By Noam E. Marans
Since 2004, the Presbyterian Church (U.S.A.) has engaged in a biennial ritual of obsessive, relentless anti-Israel demonization. The church’s upcoming General Assembly in St. Louis will be no exception.
Multiple mainline Protestant denominations have considered anti-Israel resolutions and initiatives. However, no denomination is more clearly associated with anti-Israelism than the Presbyterian Church (U.S.A.). Indeed, some of its actions have flirted with or crossed over to anti-Semitism, most notably its publication and dissemination of the anti-Semitic “Zionism Unsettled,” a congregational study guide that distorts Jewish and Israeli history. The sheer volume of anti-Israel resolutions discussed and debated reveals a deep animus that needs to be called out.
The General Assembly next month will consider at least eight Israel-related resolutions. By stark contrast, it will consider one on the massive carnage in Syria. Does the Israeli-Palestinian conflict deserve eight times as much attention as the hundreds of thousands killed and millions displaced in the Syrian civil war? Something is awfully wrong here.
Within the Presbyterian Church (U.S.A.), a small but vocal minority of activists has managed to keep anti-Israelism on the agenda through eight assemblies spanning 14 years. This faction even has its own committee, dubbed #12 — Middle East Issues, allowing a concentration of Israel-denunciatory time and energy in one place throughout the weeklong GA.
For American Presbyterians and Jews, this is an interreligious relations tragedy. There is no scintilla of evidence that these anti-Israel propaganda shows reflect the views of Presbyterians in the pews. Presbyterians, like most Americans, overwhelmingly support Israel, which they correctly see as a lone beacon of democracy in the Middle East and a frontline bulwark against global terrorism. What takes place on the GA national stage is a farce.
Across the country, Presbyterian-Jewish relations on the local level are generally superb. Rabbis have developed close relationships with Presbyterian ministers; churches collaborate with synagogues on a host of endeavors; and Jewish organizations, including the American Jewish Committee, partner with Presbyterians in many communities.
Indeed, at a time when many Jews and Presbyterians are mobilizing to aid the most marginalized in America, the ability of these two faith groups to work together has been seriously compromised by the Israel obsession at the Presbyterians’ assembly.
To make matters worse, this anti-Israelism has provided a platform for the misnamed Jewish Voice for Peace, which has positioned itself as a vocal ally of the Israel-haters within the Presbyterian Church (U.S.A.).

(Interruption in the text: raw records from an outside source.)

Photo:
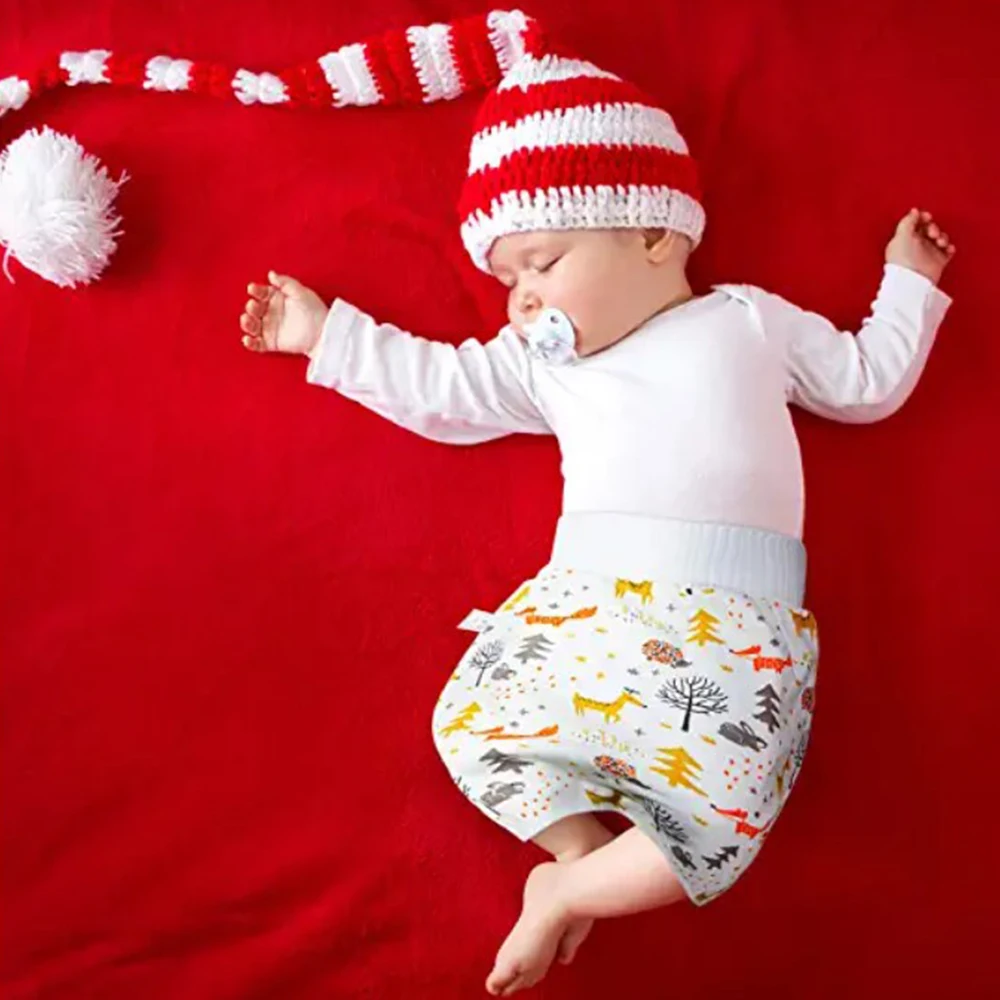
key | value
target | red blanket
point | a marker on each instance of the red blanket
(228, 600)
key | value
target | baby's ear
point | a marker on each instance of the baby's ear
(661, 244)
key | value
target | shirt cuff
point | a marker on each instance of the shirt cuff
(328, 356)
(905, 290)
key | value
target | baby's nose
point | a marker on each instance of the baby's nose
(528, 305)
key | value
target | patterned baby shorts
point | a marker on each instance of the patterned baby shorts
(685, 706)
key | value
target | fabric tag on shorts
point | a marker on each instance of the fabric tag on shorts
(476, 621)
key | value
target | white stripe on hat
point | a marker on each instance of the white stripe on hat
(530, 72)
(599, 207)
(14, 94)
(347, 73)
(600, 125)
(85, 67)
(433, 61)
(258, 88)
(506, 35)
(165, 73)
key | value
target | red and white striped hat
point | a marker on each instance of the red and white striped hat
(559, 143)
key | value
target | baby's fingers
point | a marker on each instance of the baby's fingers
(256, 308)
(250, 324)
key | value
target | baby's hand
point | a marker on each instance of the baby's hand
(282, 316)
(920, 245)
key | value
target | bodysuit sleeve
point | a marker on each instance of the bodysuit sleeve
(862, 377)
(456, 395)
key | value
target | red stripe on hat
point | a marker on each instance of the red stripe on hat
(504, 107)
(48, 76)
(212, 79)
(580, 166)
(307, 84)
(391, 65)
(474, 55)
(128, 70)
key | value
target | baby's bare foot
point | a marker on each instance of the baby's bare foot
(544, 929)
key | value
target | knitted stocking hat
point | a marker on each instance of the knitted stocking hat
(558, 144)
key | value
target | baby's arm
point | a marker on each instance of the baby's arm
(457, 395)
(866, 377)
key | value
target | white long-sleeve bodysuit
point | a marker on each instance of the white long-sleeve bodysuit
(686, 417)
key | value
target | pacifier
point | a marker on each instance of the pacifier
(551, 337)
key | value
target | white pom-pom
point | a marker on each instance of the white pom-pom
(56, 214)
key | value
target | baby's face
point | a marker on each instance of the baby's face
(605, 280)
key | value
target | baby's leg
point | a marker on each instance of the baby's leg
(626, 875)
(572, 837)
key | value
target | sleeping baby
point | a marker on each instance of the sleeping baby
(662, 664)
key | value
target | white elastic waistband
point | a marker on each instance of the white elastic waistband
(634, 547)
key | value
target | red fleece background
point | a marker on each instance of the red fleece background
(229, 599)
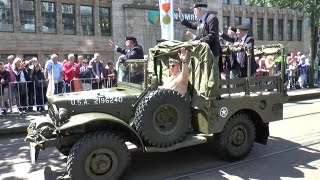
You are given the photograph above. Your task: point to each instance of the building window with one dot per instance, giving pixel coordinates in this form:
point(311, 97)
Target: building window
point(237, 2)
point(29, 56)
point(225, 2)
point(3, 58)
point(260, 28)
point(247, 3)
point(225, 23)
point(88, 56)
point(299, 30)
point(237, 21)
point(6, 20)
point(86, 13)
point(27, 16)
point(290, 30)
point(270, 29)
point(259, 4)
point(48, 17)
point(280, 29)
point(68, 19)
point(248, 23)
point(104, 21)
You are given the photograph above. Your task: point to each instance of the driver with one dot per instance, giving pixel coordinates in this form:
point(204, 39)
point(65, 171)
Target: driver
point(179, 73)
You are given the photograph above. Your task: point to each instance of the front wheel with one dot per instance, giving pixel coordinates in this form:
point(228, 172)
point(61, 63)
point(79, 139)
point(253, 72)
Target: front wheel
point(98, 156)
point(236, 139)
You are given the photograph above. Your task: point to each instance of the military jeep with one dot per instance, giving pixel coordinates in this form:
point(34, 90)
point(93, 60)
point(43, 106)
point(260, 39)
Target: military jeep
point(96, 128)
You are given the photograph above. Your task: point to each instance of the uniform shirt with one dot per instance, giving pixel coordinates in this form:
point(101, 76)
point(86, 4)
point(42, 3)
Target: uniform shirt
point(70, 74)
point(5, 75)
point(56, 68)
point(12, 76)
point(179, 82)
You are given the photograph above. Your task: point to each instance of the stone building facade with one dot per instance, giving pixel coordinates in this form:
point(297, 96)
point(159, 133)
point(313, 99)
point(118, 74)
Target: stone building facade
point(136, 18)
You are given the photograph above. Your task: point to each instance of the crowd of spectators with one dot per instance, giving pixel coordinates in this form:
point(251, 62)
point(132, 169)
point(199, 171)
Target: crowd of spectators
point(297, 64)
point(24, 83)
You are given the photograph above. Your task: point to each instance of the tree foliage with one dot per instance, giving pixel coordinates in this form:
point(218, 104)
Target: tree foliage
point(307, 7)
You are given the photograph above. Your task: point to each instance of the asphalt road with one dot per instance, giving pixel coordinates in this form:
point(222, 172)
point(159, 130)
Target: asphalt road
point(293, 152)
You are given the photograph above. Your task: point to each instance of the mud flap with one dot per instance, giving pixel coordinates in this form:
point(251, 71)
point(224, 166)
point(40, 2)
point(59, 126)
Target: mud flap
point(34, 152)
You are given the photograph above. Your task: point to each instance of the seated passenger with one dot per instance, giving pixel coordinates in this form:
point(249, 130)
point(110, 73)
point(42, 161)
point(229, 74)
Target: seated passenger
point(178, 80)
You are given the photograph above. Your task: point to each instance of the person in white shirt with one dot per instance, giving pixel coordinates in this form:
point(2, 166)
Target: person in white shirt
point(179, 74)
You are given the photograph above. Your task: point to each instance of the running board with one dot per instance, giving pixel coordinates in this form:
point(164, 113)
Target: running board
point(191, 140)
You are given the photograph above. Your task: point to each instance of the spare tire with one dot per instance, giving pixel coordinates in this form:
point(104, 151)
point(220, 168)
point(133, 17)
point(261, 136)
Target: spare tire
point(163, 118)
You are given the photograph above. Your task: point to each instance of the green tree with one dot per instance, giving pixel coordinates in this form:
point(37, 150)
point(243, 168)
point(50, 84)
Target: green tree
point(311, 10)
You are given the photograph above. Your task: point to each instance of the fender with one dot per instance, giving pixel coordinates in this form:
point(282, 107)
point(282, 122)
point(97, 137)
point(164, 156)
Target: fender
point(84, 118)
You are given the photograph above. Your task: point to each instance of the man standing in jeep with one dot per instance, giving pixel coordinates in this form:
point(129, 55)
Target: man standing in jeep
point(178, 80)
point(207, 29)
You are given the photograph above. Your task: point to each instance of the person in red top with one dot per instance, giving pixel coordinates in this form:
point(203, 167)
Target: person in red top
point(71, 71)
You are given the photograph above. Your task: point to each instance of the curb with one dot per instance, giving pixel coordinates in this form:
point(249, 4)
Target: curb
point(302, 97)
point(14, 130)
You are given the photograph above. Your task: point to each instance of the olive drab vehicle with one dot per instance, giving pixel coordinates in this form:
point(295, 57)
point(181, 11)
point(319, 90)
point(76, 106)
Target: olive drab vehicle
point(95, 128)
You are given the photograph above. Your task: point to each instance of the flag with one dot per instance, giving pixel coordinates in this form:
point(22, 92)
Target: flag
point(166, 19)
point(50, 90)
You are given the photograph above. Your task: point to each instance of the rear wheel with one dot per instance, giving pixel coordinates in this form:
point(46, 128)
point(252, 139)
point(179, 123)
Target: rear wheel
point(163, 118)
point(98, 156)
point(65, 150)
point(236, 139)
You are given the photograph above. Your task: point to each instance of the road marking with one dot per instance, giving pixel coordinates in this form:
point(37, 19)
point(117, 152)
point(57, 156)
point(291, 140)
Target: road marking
point(306, 144)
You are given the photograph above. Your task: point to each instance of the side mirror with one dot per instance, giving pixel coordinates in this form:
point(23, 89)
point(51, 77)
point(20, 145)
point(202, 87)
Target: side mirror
point(154, 82)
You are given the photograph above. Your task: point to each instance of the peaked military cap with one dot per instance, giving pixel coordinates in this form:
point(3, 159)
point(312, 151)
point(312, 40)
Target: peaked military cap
point(200, 5)
point(233, 29)
point(174, 61)
point(131, 38)
point(243, 27)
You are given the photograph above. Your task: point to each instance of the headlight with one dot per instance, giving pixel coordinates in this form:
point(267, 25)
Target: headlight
point(63, 114)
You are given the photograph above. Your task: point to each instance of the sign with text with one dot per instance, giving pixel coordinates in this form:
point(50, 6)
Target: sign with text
point(154, 16)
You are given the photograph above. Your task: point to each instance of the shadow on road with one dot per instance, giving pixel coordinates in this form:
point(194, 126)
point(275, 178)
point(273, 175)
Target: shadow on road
point(280, 158)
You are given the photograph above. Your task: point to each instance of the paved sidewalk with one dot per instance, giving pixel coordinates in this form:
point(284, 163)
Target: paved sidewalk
point(15, 123)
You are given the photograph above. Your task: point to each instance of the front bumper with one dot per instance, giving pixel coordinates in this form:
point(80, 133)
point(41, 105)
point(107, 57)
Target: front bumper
point(43, 134)
point(38, 134)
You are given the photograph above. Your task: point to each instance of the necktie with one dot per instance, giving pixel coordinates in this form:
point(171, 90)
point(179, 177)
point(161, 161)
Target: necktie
point(240, 55)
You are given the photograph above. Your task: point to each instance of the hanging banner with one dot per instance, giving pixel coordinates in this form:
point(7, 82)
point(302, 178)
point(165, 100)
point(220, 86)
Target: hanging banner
point(166, 19)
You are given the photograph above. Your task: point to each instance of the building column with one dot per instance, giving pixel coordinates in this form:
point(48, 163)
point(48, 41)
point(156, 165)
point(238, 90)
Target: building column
point(244, 14)
point(285, 27)
point(59, 24)
point(16, 17)
point(275, 26)
point(231, 15)
point(265, 25)
point(254, 24)
point(78, 18)
point(295, 27)
point(96, 18)
point(37, 10)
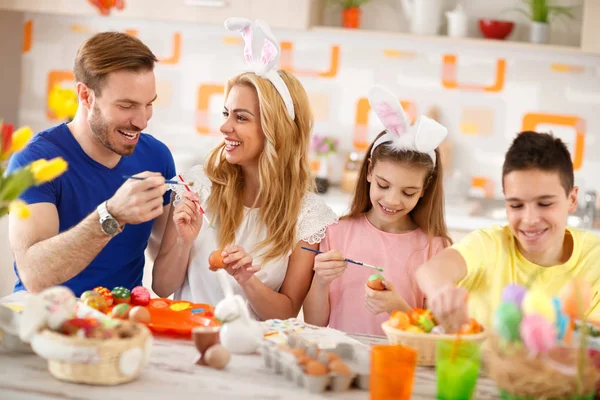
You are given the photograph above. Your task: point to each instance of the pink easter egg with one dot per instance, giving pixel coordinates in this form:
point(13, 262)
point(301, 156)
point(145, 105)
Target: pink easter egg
point(537, 333)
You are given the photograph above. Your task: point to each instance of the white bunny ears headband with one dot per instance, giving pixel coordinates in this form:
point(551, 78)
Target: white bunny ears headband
point(424, 136)
point(261, 52)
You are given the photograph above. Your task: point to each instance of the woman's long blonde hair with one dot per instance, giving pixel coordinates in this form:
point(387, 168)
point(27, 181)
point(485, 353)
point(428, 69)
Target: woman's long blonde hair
point(284, 174)
point(428, 214)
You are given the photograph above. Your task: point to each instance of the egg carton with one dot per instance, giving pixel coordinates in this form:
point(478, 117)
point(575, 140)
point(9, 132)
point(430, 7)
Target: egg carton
point(281, 360)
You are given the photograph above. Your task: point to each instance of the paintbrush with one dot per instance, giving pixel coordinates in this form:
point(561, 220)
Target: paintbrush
point(348, 260)
point(169, 181)
point(198, 203)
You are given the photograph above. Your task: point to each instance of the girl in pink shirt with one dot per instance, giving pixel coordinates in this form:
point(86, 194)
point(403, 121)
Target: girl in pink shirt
point(396, 222)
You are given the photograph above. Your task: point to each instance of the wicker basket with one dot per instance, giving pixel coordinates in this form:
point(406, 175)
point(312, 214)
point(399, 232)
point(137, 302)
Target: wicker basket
point(94, 361)
point(520, 376)
point(424, 343)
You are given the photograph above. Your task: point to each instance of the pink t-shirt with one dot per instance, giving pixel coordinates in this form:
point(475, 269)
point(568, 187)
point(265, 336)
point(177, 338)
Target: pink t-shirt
point(399, 254)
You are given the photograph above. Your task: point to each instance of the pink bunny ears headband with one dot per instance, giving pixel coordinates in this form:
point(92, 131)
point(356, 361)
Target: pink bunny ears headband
point(424, 136)
point(261, 52)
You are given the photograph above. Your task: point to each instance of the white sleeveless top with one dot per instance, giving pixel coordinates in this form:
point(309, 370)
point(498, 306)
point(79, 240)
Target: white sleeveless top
point(201, 284)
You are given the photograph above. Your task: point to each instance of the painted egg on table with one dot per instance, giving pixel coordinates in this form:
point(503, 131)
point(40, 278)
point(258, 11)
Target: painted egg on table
point(507, 320)
point(215, 260)
point(139, 314)
point(121, 311)
point(121, 295)
point(575, 296)
point(426, 323)
point(514, 294)
point(140, 296)
point(104, 292)
point(88, 293)
point(96, 302)
point(375, 282)
point(537, 302)
point(399, 320)
point(537, 333)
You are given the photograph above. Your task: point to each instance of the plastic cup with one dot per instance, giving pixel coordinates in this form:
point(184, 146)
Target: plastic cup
point(392, 372)
point(457, 366)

This clearly violates the principle in interreligious dialogue that a faith community should be understood the way it understands itself. The anti-Zionist Jewish Voice for Peace is not representative of American Jewry, which remains overwhelmingly supportive of Israel and sees its Jewish identity as inseparable from the existence of the Jewish state. Romanticizing Jewish anti-Zionism raises serious questions about the church’s full embrace of the concept of a Jewish state as an essential element of modern Judaism.
To be clear, like any country, Israel is not perfect. Just ask its robust citizenry and press, which contend with and debate some of the issues raised in the Presbyterians’ resolutions. But — and it is a big but — the church resolutions are articulated as a kind of zero-sum game warfare in which Israel, by definition, must be evil and the Palestinians blameless.
Presbyterians will not be taken seriously as peacemakers as long as their judgments against Israel are a foregone conclusion and they are unable to see the immense complexity in the conflict. Resolutions calling for support of BDS initiatives and the like will ultimately have no impact in achieving the peace that anti-Israel advocates claim to desire. To the contrary, they will surely make it still more difficult by lifting any responsibility from Palestinian shoulders.
We are grateful to our Presbyterian friends who have labored against difficult odds to counter anti-Israelism within their church. Their valiant efforts have served to mitigate the overwhelming Israel-bashing at the church’s GAs. We pray that they will succeed in taking back their hijacked church.
But the American Jewish Committee, whose decades-long record in interfaith relations is second to none, will not engage with the GA farce anymore. Unlike previous years, we will not be present in St. Louis at the assembly, which opens June 16.
No longer can we participate in a GA drama whose best-case scenario is exaggerated Jewish relief that anti-Israel resolutions are marginally toned down before passage. Instead, we will devote our energy where it matters by redoubling our effort to create, sustain and expand relationships with Presbyterians at the local level through our 22 regional offices across the United States.
A famous Chasidic tale tells of two people who are separately lost in the forest and relieved to find one another. They know the paths they took were not the right ones, so they go together on a new path. It is long past time for a new path in national Presbyterian-Jewish relations.
Rabbi Noam Marans is the American Jewish Committee’s director of interreligious and intergroup relations.